Justice Moore Adumein who delivered the lead judgement of the Court of Appeal held that, ‘’for avoidance of any doubt, the provision of Section285 (10) of the Constitution of the Federal Republic of Nigeria, 1999 (as amended) does not affect the judgement of the trial court delivered by Kolawole, J (as he then was, now JCA) on 12/6/2018. The said judgement remains subsisting and valid, notwithstanding that this appeal is struck out for lack of jurisdiction’’.
As earlier stated above, the Supreme Court refused to vacate the concurrent judgments of the two courts, as the apex court on January 23, 2019 declined to hear the appeal brought by Senator Aidoko to set aside the appeal court judgement validating the Federal High Court judgement.
In the press conference he addressed on February 6, 2019, Alfa told the Senate President, Bukola Saraki to inaugurate him as the senator of the Federal Republic of Nigeria on February 19, 2019 when the senate reconvenes.
He said, it would continue to send wrong signal to refrain from obeying the court orders, and with the current position of the apex court, he urged Saraki to inaugurate him.
Alfa said, so far this dispute has pass passed through 31 judges, just as he secured seven judgements in his favour and losing one.
He said it appears that Saraki was determined to keep Aidoko in the Senate in disobedience to express court directive.
Alfa said that he was baffled about “Saraki’s serial disobedience of court orders even as he is the greatest beneficiary of court reliefs per his Code of Conduct assets declaration case.”
He said, “I am convinced that this has become necessary to let the whole world know the embarrassing and selective obedience and disobedience of court orders in the National Assembly by the Senate President and the Clerk of the National Assembly.
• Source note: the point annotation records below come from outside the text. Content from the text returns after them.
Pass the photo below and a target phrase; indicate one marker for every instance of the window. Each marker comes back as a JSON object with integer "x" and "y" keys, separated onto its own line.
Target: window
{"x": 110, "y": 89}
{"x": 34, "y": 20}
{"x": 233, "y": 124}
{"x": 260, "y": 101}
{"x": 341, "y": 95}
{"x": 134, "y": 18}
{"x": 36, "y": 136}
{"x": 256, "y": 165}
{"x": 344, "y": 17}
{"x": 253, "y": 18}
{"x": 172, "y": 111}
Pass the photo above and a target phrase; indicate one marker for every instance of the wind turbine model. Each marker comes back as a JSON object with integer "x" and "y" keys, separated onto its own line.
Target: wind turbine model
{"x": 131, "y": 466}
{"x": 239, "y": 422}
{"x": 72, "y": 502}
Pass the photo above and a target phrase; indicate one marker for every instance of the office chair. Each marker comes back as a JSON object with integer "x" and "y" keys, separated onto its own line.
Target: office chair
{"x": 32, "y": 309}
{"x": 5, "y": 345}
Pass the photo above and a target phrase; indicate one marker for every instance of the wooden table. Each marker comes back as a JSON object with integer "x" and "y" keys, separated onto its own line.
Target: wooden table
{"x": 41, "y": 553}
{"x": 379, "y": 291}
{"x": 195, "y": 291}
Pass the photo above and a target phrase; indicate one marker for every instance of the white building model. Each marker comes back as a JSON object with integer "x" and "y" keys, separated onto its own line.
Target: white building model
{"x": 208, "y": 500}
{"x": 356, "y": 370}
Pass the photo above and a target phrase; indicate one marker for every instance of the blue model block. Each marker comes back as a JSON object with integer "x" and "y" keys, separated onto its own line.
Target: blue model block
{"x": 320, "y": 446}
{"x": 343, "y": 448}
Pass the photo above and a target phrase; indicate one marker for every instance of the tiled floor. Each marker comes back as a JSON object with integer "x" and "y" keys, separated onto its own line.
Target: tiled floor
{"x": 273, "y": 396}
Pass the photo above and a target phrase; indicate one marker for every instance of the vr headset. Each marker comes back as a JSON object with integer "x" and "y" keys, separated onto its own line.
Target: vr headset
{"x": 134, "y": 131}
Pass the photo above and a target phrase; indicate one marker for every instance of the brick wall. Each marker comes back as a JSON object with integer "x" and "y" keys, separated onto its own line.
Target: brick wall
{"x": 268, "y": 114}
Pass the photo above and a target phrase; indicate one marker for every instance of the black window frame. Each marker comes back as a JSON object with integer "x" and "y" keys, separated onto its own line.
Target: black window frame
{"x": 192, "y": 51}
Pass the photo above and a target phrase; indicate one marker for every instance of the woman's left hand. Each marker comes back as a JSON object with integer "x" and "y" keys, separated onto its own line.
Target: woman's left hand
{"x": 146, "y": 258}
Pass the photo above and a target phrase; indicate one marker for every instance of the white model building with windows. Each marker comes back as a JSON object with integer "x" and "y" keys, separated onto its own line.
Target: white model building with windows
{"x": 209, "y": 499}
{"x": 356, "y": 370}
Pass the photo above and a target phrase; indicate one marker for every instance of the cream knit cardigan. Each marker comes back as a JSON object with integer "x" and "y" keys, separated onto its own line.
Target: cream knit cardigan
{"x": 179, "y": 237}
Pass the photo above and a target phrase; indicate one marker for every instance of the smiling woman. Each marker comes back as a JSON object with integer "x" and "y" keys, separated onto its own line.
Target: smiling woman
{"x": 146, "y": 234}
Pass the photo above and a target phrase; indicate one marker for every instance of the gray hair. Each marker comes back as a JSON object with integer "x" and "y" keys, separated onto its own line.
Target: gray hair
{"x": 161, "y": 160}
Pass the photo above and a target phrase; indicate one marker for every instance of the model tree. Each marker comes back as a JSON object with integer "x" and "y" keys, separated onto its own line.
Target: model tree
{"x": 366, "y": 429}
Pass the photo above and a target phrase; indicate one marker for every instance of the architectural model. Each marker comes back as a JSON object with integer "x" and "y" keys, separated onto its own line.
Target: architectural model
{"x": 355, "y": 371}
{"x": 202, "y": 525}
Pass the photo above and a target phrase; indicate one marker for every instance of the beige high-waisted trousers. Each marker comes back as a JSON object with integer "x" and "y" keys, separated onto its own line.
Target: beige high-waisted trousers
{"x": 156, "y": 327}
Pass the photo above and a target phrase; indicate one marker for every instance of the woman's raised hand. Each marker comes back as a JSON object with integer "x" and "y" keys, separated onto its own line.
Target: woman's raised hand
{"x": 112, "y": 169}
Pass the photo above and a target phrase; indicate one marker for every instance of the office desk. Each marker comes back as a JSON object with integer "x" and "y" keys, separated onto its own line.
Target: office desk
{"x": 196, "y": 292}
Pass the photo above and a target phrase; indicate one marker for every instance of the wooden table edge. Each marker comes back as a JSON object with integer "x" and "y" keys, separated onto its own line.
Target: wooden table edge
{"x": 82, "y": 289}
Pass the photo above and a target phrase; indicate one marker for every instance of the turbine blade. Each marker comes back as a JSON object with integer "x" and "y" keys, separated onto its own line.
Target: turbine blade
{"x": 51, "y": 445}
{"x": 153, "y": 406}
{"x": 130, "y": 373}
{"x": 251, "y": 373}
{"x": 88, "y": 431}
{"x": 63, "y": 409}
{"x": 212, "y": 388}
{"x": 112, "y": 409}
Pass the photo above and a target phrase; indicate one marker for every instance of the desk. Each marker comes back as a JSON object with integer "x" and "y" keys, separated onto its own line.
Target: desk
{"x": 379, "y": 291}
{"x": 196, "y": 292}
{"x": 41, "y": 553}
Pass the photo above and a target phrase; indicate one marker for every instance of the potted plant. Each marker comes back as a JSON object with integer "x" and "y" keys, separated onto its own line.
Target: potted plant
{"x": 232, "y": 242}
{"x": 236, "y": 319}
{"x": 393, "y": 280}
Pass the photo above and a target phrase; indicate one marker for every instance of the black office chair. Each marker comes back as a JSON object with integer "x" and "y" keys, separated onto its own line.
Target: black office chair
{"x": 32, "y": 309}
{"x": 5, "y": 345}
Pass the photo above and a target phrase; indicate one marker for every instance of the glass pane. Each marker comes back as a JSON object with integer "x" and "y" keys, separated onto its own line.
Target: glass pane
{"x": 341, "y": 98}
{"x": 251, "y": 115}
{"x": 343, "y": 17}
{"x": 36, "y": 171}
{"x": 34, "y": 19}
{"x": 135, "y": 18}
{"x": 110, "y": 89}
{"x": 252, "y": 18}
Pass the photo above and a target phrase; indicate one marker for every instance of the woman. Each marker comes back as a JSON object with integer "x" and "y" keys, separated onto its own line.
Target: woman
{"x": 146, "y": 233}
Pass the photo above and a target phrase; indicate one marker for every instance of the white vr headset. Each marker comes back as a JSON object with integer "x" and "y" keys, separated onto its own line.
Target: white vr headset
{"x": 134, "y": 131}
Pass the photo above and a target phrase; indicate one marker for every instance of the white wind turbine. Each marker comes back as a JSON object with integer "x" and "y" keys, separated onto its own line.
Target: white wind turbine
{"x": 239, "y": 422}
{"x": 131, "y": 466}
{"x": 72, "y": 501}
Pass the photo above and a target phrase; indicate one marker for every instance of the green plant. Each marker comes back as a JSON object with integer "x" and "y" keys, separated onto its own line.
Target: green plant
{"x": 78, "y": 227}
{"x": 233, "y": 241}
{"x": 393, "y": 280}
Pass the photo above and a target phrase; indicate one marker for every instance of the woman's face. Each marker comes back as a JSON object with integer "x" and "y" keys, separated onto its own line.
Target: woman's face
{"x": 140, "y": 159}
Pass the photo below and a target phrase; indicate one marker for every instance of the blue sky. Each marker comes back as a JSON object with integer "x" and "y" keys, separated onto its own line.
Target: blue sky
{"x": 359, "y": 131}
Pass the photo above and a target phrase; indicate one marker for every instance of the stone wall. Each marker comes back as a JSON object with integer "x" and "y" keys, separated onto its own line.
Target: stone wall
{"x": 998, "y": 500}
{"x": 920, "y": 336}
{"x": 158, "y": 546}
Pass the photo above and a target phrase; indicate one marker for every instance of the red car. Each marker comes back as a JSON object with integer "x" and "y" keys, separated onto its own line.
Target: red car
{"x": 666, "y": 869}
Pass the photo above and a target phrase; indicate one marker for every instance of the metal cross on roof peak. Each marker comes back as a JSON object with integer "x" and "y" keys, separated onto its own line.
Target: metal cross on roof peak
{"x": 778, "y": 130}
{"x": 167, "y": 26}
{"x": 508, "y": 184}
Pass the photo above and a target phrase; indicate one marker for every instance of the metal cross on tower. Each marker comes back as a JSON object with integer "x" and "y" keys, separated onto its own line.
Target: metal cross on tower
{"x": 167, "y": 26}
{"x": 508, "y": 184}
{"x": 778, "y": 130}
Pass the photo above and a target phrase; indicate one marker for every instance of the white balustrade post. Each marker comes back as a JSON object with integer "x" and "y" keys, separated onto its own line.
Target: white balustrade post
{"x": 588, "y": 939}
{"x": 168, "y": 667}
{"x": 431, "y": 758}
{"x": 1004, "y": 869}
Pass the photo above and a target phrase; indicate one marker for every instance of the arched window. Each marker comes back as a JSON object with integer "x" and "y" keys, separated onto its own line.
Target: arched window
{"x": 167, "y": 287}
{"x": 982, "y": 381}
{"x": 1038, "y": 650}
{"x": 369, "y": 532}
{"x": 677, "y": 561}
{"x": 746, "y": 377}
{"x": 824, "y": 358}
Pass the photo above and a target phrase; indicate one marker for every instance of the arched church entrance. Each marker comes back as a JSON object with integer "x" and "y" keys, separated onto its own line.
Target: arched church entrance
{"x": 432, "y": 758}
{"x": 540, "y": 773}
“The Senate President, Dr Bukola Saraki decides which court orders to obey and which to disobey depending on who is involved.
“In my case in particular, the Federal High Court ordered on the 13th day of June, 2018 that I should be sworn in as Senator of the Federal Republic of Nigeria representing Kogi East Senatorial District.
“This order of the Federal High Court was affirmed by the Court of Appeal and the Supreme Court, yet the leadership of the National Assembly ignored the various orders of Court.
“I have not been able to obtain from Dr Saraki the actual reason behind his determination to keep me out of the Senate at all cost, although people have advanced several reasons; from his determination to install his stooge as the next Governor of Kogi State with Senator Atai Aidoko as deputy, his hatred for Igala people of Kogi State for a perceived wrong they might have done to his father to his personal hatred for the ex-Military, with me as a very high symbol, not minding the fact that I am in the same party with him.
“This case has gone through 31 different Judges who are all aware of the Senate President’s deliberate refusal to swear me in.
“The question that should bother every Nigerian is; If the Senate President still refuses to immediately swear me in and keeps Senator Aidoko in the Senate (as Senator Aidoko has boasted despite the Supreme Court judgement), what image is he projecting of the Senate to the whole world?
“That the Senate refuses to obey the judgment of the apex court of the land?
“Under such circumstance, does the Senate have any justification to fault the Executive?
“The whole World wonders at Dr Saraki’s serial disobedience of court orders even as Dr Saraki is the greatest beneficiary of court reliefs per his Code of Conduct assets declaration case.
“More worrisome is the fact that Dr Saraki is the Chief Law Enacting Officer of this Country. This is the same Dr Saraki who daily accuse the government of high handedness, disobedience or selective obedience of court orders.”